Little Robot by Ben Hatke. Ben Hatke is just amazing. We loved his graphic novel series Zita the Spacegirl (see Good Superhero Comics for Kids) and his picture book Julia’s House for Lost Creatures (see Spooky and Monster Books for Kids.) And now we’ve fallen in love with Little Robot.
It begins with a box falling out of a truck as it’s crossing a bridge. The box floats away down the river. A girl who’s skipping school drags it out and opens it, only to find a small (nearly) operational robot. Its disappearance does not go unnoticed at the warehouse, though, and a large, aggressive tracking robot is sent to recover the little one. For a book with two such bitty, cute protagonists, there’s a fair amount of danger in this one, so I didn’t recommend it for very young children. The growing friendship between the girl and the robot isn’t without its conflicts, and there’s depth of emotion in both characters’ reactions to their situations. It particularly moved me that Hatke created the girl as a person of color, with natural-looking hair, from a not-middle-class household (she lives in a trailer park) and made her a tinkerer. This kind of diverse representation is almost unheard of in comics for kids.
Bink and Gollie by Kate DiCamillo and Alison McGhee, illustrated by Tony Fucile. Three vignettes about two friends. Bink is short, wild, and irrepressible.

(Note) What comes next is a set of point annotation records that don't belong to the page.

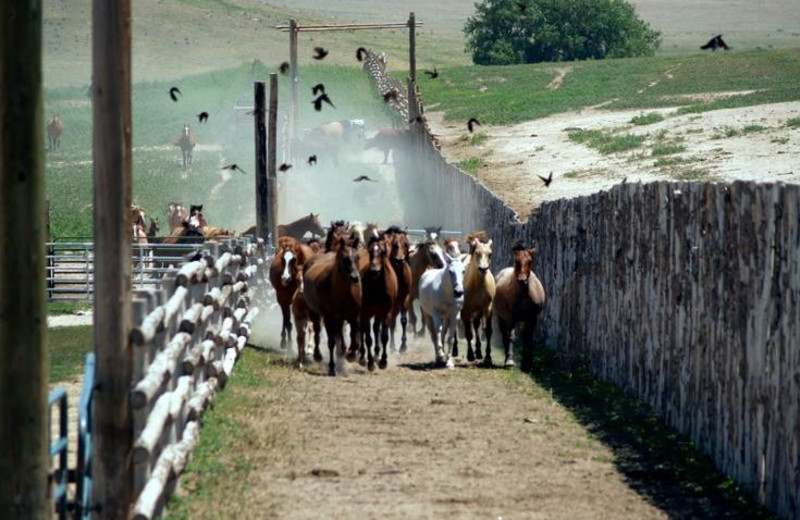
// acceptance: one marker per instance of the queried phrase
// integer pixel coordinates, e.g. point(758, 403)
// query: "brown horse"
point(519, 298)
point(379, 296)
point(285, 274)
point(332, 291)
point(479, 290)
point(54, 130)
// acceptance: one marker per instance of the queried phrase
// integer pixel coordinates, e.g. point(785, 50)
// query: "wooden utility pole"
point(24, 428)
point(262, 215)
point(111, 96)
point(272, 159)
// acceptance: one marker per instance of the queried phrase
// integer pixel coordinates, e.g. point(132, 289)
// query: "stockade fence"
point(686, 295)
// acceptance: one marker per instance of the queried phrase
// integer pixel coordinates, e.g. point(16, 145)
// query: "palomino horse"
point(54, 130)
point(441, 296)
point(519, 298)
point(285, 274)
point(479, 292)
point(378, 297)
point(186, 142)
point(332, 291)
point(301, 226)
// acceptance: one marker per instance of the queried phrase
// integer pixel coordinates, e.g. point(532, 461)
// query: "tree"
point(502, 32)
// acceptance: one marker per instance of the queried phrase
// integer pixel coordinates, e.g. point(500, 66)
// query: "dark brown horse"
point(379, 295)
point(285, 274)
point(332, 291)
point(519, 298)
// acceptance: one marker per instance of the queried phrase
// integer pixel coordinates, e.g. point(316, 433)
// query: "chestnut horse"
point(332, 291)
point(285, 274)
point(519, 298)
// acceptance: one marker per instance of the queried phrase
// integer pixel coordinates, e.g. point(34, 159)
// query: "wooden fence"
point(685, 294)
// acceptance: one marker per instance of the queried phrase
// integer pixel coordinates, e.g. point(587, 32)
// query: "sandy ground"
point(514, 155)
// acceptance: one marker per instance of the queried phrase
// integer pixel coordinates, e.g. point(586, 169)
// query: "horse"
point(519, 298)
point(332, 291)
point(54, 130)
point(186, 142)
point(285, 274)
point(441, 296)
point(479, 290)
point(378, 298)
point(301, 226)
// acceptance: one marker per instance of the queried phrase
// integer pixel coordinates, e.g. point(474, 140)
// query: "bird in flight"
point(233, 167)
point(323, 98)
point(319, 53)
point(547, 180)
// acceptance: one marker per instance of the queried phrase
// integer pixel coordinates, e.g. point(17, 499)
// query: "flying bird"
point(318, 102)
point(233, 167)
point(547, 180)
point(319, 53)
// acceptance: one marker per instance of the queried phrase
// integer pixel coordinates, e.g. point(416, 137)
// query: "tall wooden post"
point(111, 95)
point(24, 428)
point(272, 159)
point(262, 215)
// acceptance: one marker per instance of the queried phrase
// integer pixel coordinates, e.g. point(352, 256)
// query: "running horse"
point(186, 142)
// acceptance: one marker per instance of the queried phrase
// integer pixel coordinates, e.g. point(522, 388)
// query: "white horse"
point(441, 296)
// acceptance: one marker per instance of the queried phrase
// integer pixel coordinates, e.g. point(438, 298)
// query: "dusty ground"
point(512, 156)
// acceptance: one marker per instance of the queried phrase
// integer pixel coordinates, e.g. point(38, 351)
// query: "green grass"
point(647, 119)
point(518, 93)
point(67, 348)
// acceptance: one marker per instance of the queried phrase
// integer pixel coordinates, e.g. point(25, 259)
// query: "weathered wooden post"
point(24, 428)
point(272, 159)
point(111, 96)
point(262, 212)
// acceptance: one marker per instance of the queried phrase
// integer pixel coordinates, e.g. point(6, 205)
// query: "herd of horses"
point(366, 278)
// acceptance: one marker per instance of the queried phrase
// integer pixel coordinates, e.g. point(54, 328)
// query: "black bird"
point(318, 102)
point(319, 53)
point(233, 167)
point(715, 43)
point(547, 180)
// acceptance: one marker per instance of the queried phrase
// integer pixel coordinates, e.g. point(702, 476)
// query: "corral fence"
point(687, 295)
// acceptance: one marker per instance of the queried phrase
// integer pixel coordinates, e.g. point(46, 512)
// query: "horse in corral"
point(441, 296)
point(332, 291)
point(285, 274)
point(479, 290)
point(378, 298)
point(186, 142)
point(54, 130)
point(519, 298)
point(301, 226)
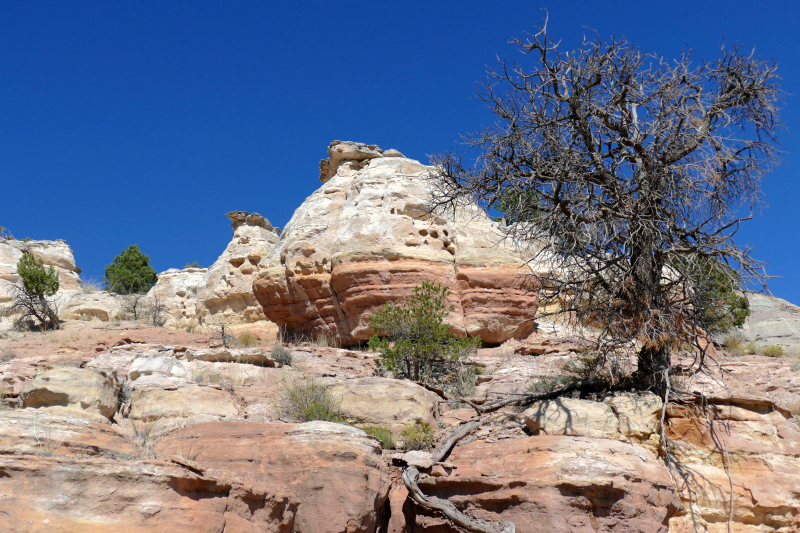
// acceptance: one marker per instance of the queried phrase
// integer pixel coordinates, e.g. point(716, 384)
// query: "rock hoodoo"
point(367, 236)
point(224, 290)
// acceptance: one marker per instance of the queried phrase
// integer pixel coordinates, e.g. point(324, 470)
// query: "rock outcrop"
point(223, 292)
point(57, 254)
point(772, 321)
point(367, 237)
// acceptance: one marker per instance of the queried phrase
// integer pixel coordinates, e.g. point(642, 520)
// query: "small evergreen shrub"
point(281, 355)
point(247, 340)
point(304, 399)
point(413, 340)
point(383, 434)
point(130, 272)
point(418, 436)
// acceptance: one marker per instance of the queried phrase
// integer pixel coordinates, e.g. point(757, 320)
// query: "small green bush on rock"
point(304, 399)
point(130, 272)
point(413, 339)
point(383, 434)
point(418, 436)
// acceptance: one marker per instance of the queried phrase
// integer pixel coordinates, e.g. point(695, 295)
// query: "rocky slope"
point(142, 429)
point(366, 237)
point(57, 254)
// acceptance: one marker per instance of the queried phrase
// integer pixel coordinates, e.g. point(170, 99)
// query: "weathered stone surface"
point(71, 495)
point(180, 405)
point(557, 484)
point(617, 417)
point(223, 292)
point(56, 253)
point(772, 321)
point(74, 389)
point(31, 431)
point(384, 401)
point(746, 445)
point(334, 471)
point(366, 237)
point(102, 306)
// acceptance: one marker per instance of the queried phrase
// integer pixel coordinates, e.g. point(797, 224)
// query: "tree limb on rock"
point(525, 399)
point(475, 525)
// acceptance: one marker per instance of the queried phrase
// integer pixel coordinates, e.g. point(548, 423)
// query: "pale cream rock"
point(384, 401)
point(73, 389)
point(366, 237)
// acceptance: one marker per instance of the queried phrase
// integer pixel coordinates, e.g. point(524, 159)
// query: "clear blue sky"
point(145, 122)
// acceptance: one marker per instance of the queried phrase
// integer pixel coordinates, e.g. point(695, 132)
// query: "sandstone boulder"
point(223, 292)
point(772, 321)
point(556, 484)
point(56, 253)
point(623, 417)
point(384, 401)
point(366, 237)
point(31, 431)
point(75, 389)
point(333, 472)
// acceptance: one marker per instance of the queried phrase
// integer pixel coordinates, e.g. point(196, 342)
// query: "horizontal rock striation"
point(366, 237)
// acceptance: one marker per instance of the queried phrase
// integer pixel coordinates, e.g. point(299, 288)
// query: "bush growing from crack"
point(304, 399)
point(413, 340)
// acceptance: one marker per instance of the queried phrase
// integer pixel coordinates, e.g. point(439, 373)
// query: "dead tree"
point(626, 174)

Gollie is tall, sophisticated, and orderly. Does this make their friendship smooth? Not always. Do they always figure it out? Yes, absolutely. And they have plenty of adventures: Gollie climbs a mountaintop in the Andes, and Bink brings her pet fish to the movies. This is one of the best children’s comics I’ve ever read, so good that I’d have read the other two books myself even if Boy Detective hadn’t been interested. But we ended up reading them together, and they were also fantastic. DiCamillo and McGhee choose their words with exquisite care, and Fucile’s cartoons are a delight.
Bird and Squirrel On Ice by James Burks. Bird and Squirrel are best friends. While messing around on a glacier, an avalanche drops them at the feet of Sakari, a penguin gal who hunts, fishes, and packs a mean wallop when anything comes looking for trouble. Except for the Great Whale which is extorting fish from her village. No one’s been able to do much about that except wait for The Chosen One, and based on the prophecy… that’s Bird. Squirrel is alarmed, but Bird is too busy being adored to worry about how he’s supposed to defeat the whale. So Squirrel and Sakari do a little investigating.
Both Bird and Squirrel have some slapstick characteristics initially, but as the story develops they’re revealed as well-rounded characters. Sakari is a gem, clever and strong. She resists her father’s overprotective vibe without being a jerk about it. All in all, a solid story about friendship and being a hero. This is the second Bird and Squirrel book, after Bird and Squirrel on the Run which we didn’t enjoy as much. The third book, Bird and Squirrel on the Edge, came out recently and it’s quite entertaining. We especially liked the baby bear.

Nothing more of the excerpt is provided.